É uma alegria poder dirigir-me a esse plenário em português, língua oficial de sete dentre os sessenta países que conformam este espaço de coordenação e agora também língua oficial da Guiné Equatorial.
Trago a mensagem de compromisso da Presidenta Dilma Rousseff de engajamento do Brasil com a África. Esse compromisso foi demonstrado na visita, neste semestre, a três países africanos (África do Sul, Moçambique e Angola), em diversos contatos com líderes africanos em visita a Brasília e, recentemente, ao celebrar o Ano Internacional dos Afrodescendentes, em Salvador, na companhia dos Presidentes Alpha Condé, da Guiné, e Jorge Fonseca, de Cabo Verde.
Esse compromisso também se expressa na nossa presença em Malabo para levar adiante o processo de aproximação regional América do Sul – África. Trata-se de exercício que engloba duas linhas fundamentais da política externa brasileira: a) a integração sul-americana, com a transformação do continente em zona de crescimento, desenvolvimento sustentável com justiça social, democracia e paz; b) a incorporação, à nossa atuação externa, do fato de sermos o país com a maior população afrodescendente fora da África e o país do mundo com a segunda maior população de origem africana. Devem ser entendidos nesse contexto os esforços brasileiros em desenvolver a agenda de aproximação com a África em todas as suas vertentes: o diálogo político, o comércio e os investimentos, a cooperação técnica e econômica, a cooperação cultural.
Eu próprio estou pessoalmente engajado nesses esforços. Terei visitado 10 países africanos até o fim do ano. Seguirei empenhado em intensificar nosso relacionamento, buscando tratar de maneira criativa e cooperativa os desafios e as oportunidades existentes, tanto no âmbito bilateral como multilateral.
O Brasil apresenta-se como um exemplo de que hoje é possível reconciliar democracia, crescimento econômico, redução da pobreza e políticas ambientalmente sustentáveis.

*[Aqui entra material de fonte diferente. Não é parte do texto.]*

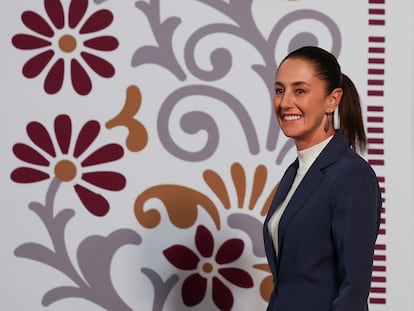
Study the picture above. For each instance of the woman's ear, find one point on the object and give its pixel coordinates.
(334, 99)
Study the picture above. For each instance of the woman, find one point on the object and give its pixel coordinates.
(321, 228)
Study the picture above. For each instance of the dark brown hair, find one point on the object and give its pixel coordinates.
(328, 69)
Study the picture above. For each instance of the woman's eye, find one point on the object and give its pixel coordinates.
(278, 91)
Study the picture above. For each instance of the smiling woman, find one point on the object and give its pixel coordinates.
(321, 228)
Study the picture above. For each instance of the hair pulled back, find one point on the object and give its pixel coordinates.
(328, 69)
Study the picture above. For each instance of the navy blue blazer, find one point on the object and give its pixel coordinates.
(326, 235)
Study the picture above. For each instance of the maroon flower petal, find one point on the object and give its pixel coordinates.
(99, 65)
(107, 153)
(63, 132)
(237, 276)
(80, 79)
(86, 136)
(97, 21)
(28, 175)
(94, 203)
(229, 251)
(77, 10)
(55, 12)
(181, 257)
(40, 137)
(29, 155)
(204, 241)
(107, 180)
(36, 64)
(37, 23)
(29, 42)
(54, 79)
(194, 289)
(222, 296)
(104, 43)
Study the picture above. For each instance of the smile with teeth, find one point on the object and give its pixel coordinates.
(291, 117)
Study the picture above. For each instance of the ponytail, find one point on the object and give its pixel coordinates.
(350, 116)
(328, 69)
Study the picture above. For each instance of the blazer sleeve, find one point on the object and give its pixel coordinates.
(356, 206)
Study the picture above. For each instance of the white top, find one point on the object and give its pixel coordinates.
(306, 157)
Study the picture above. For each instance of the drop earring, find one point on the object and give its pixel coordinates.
(327, 123)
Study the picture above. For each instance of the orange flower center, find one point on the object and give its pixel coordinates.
(67, 43)
(65, 170)
(207, 267)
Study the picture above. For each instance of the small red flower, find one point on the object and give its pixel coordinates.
(56, 40)
(195, 286)
(65, 168)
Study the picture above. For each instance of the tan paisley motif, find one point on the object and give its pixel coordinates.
(181, 203)
(266, 286)
(137, 137)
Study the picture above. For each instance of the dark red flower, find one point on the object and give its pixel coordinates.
(48, 161)
(66, 43)
(195, 285)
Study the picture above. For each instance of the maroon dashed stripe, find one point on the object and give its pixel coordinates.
(375, 136)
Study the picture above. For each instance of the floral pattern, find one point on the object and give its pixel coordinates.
(65, 168)
(57, 41)
(195, 286)
(67, 42)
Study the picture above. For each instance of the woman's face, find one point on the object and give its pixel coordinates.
(301, 103)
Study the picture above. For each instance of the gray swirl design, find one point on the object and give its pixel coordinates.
(196, 121)
(221, 61)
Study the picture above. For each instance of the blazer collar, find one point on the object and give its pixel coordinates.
(310, 182)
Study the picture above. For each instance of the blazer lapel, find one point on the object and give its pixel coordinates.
(311, 181)
(283, 189)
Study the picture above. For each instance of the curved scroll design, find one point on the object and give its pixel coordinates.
(196, 121)
(244, 28)
(94, 283)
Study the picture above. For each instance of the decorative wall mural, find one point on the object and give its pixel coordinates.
(206, 232)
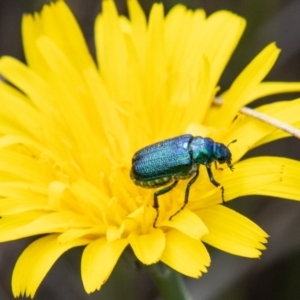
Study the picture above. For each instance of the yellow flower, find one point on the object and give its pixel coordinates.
(69, 129)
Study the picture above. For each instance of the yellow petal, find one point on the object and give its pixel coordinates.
(232, 232)
(35, 262)
(251, 76)
(148, 247)
(185, 255)
(187, 222)
(98, 260)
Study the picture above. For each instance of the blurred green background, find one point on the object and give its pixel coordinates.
(277, 274)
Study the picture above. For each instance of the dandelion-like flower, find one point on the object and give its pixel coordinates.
(69, 128)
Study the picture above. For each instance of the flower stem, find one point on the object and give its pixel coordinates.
(169, 283)
(265, 118)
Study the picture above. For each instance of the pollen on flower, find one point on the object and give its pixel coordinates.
(70, 127)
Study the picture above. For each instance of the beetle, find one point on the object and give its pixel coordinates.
(177, 158)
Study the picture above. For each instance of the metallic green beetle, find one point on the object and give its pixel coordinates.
(171, 160)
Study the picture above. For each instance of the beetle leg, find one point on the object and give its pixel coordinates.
(158, 193)
(187, 192)
(214, 182)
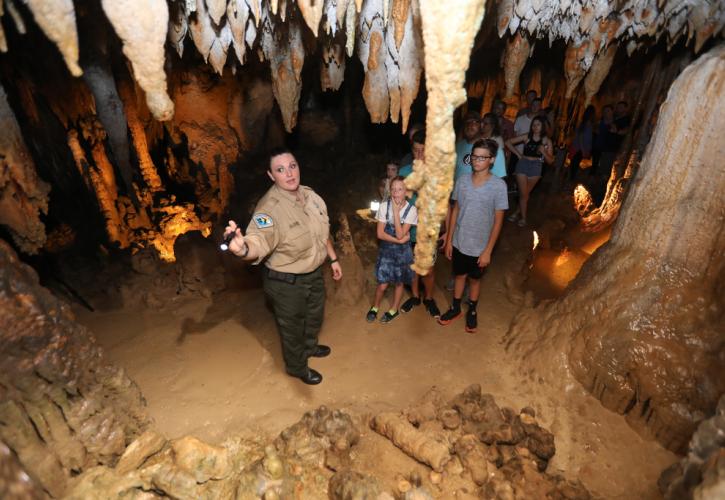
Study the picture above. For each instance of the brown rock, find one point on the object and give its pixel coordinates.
(139, 450)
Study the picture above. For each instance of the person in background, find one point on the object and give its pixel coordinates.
(490, 130)
(428, 280)
(506, 125)
(391, 171)
(480, 199)
(531, 95)
(536, 150)
(290, 233)
(395, 255)
(581, 146)
(470, 132)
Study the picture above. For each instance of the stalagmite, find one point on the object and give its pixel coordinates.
(574, 69)
(237, 17)
(372, 52)
(142, 27)
(332, 69)
(448, 32)
(311, 12)
(286, 56)
(640, 327)
(350, 23)
(598, 72)
(63, 408)
(514, 60)
(23, 195)
(57, 19)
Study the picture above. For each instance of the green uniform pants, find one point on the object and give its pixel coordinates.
(298, 310)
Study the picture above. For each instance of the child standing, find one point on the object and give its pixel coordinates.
(480, 200)
(395, 217)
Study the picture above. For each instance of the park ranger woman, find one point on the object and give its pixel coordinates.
(290, 233)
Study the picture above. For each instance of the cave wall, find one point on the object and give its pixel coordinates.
(63, 408)
(641, 325)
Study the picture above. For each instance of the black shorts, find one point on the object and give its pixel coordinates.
(466, 264)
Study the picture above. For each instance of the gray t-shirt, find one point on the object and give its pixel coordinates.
(476, 212)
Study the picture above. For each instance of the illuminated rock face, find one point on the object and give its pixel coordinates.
(62, 406)
(23, 196)
(641, 326)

Em um mundo em que presenciamos o esgotamento de modelos de desenvolvimento concebidos pelo Norte, e em que as próprias economias desenvolvidas enfrentam crises, a América do Sul e a África despontam de décadas de estagnação e conflitos, para um novo ciclo de progresso e emancipação.
Assim como ocorre no Brasil e na América do Sul, identificamos na África experiências bem-sucedidas nos campos econômico, social e político, e isso nos faz crer em processos que levem a realizações do potencial africano em linha com os sonhos de grandes líderes africanos como Nyerere, Mandela e Nkrumah.
Parte desse processo de emancipação envolve a capacidade de superar padrões de relacionamento entre nossas regiões e outras regiões do mundo pelo intermédio do mundo desenvolvido e das ex-potências coloniais. A história nos aproximou através da escravidão e dos laços com ex-potências distantes das nossas realidades materiais e humanas. Hoje, podemos fazer história forjando laços diretos de comércio, cooperação e coordenação político-diplomática.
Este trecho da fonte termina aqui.